Yes. The thing is that the economic policy of communism is fundamental to everything in the Cold War. Command and control economies combined with redistribution for imagined equity added onto any form of non-post-scarcity government through any means will result in a totalitarian dictatorship with all the evils involved. Because to keep people working when there is no incentive to do so will involve some sort of slavery, and to keep people from complaining about that will require speech laws, and so on and so forth. The USSR could not help being totalitarians even if Stalin was an angel.
Or it shows how your thinking is limited to short-term only. The very fact that USSR killed millions means that it was less dangerous, because it was obviously evil. Nazism is less dangerous than Communism because it was so obviously evil - it was evil and it did not hide it. Communism is less dangerous than Progressivism because, while it hid its evil behind the rhetoric, that was the only thing it did.
The greatest danger in the world is evil which pretends to be good. And that is what Progressivism is. Make no mistake, it will kill millions in the end - but nobody will understand how it happened, what exactly happened, how we got there... and most may not even realize that it is Progressivism which is guilty, which means somebody else may try again, because, utopia.
And speaking of which, the idea that you can have a utopia in the first place is, in and of itself, evil.
I misread your statement, and sorta agreed with you on progressivism in regards to danger to the US, but I do think that modern progressivism is in large part because of the USSR, and so it should get credit for much of progressivism's dangers.
As for utopias being evil, not really. It's more that Utopian thinking causes evil. I'm fully aware that a libertarian society will have societal problems, just less ones than the current US.

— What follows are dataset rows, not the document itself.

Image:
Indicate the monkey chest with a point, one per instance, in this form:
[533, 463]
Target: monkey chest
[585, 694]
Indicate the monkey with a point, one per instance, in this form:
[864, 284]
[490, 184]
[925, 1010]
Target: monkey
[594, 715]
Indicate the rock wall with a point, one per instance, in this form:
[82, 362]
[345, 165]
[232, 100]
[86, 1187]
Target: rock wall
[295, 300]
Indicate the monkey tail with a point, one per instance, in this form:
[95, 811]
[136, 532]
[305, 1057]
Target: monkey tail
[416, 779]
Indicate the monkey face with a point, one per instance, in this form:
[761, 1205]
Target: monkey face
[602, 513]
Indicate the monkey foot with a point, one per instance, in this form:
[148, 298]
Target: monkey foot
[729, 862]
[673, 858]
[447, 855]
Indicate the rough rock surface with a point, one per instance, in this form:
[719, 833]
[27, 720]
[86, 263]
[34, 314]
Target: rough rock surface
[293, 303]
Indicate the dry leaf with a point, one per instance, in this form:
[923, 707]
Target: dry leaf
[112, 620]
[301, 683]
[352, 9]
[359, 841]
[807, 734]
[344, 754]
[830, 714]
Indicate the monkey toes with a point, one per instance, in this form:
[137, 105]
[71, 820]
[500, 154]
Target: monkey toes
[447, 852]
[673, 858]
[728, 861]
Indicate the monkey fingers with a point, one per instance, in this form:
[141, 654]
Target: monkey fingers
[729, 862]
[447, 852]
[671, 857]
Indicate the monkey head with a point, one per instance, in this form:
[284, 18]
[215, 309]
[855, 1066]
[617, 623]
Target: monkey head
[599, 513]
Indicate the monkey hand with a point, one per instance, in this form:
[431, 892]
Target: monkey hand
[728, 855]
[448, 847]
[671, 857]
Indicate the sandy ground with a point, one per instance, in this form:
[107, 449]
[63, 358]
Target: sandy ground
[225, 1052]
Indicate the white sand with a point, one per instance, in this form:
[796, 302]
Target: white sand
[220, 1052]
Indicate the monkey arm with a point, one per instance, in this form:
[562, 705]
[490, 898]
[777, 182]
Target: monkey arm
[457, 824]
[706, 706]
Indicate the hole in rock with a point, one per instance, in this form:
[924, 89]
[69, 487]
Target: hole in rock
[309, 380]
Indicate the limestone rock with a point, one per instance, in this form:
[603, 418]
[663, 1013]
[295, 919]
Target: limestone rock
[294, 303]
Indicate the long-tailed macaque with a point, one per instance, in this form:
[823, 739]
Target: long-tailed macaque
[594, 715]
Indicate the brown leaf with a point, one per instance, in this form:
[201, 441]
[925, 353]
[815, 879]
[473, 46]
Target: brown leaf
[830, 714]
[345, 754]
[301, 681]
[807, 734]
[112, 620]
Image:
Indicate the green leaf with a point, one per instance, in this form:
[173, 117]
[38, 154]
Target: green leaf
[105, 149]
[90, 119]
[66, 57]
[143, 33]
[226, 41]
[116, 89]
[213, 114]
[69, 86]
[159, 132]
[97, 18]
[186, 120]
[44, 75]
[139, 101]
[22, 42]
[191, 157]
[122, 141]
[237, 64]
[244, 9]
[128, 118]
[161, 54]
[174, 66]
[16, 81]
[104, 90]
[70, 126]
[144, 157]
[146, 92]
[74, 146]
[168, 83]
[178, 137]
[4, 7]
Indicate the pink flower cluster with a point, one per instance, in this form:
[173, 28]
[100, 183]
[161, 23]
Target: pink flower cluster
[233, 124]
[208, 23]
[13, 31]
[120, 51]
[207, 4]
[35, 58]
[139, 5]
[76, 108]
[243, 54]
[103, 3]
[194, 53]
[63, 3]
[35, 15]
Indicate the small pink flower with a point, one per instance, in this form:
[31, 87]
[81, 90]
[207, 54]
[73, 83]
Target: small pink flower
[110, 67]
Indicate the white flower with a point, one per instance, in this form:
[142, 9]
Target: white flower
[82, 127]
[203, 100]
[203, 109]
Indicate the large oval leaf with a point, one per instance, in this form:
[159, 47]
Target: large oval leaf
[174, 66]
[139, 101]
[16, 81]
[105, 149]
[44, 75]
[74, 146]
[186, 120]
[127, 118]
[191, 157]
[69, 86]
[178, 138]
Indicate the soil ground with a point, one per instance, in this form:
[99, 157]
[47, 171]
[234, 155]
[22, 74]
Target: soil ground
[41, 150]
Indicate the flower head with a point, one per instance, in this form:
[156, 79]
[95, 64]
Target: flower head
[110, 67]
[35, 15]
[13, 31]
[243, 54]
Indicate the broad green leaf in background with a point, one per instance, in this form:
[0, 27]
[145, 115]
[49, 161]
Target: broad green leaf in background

And this shows why the hiding evil is dangerous - it is so easy to misunderstand. Communism is lot more than just economic policy, because if it was that, there would be no difference between Communism and Nazism at all - both are, after all, socialist ideologies. But Communism is a holistic ideology, seeking to transform the entire society, not just economic relationships (even though economic relationships are a basis of Communism, they are merely the foundation of its point of view, and do not form the entire structure of the ideology).
Yes, communism is more than just an economic policy. But its core is it's economic policy, which was the cause of much of its problems and evil. Part of hiding evil is that people pretend that they can just use the economic policy without the totalitarianism of communism, but the two are linked. Yes, you might end up with a different type of totalitarianism, but it's still hell on earth.
eah, to the degree people like abhorsen represent mainstream libertarian/liberal thought, its fairly handmainly to socialism.
Abhorsen, you were actually one of the people that came to mind initially when I was firat watching the videos. My sense of you is that on your moral principles your a lefty, which suggests that whenever your rationalist libertarian side comes into conflict with your moral intuitions, your more likely than not going to side with leftism.
Um, no? Where did you get the idea that I'd side with leftism? What leftist, non-libertarian things do I advocate? The thing that's most likely to override my libertarianism is my civic nationalism.
In contrast, I actually side with libertarianism legally, even when it contradicts with my moral values. This includes letting lefties speak, my disagreement with antidiscrimination laws (I think it's morally wrong to not sell someone generic items based on their race, religion, sex, orientation, politics, etc, but I don't believe the law should say that).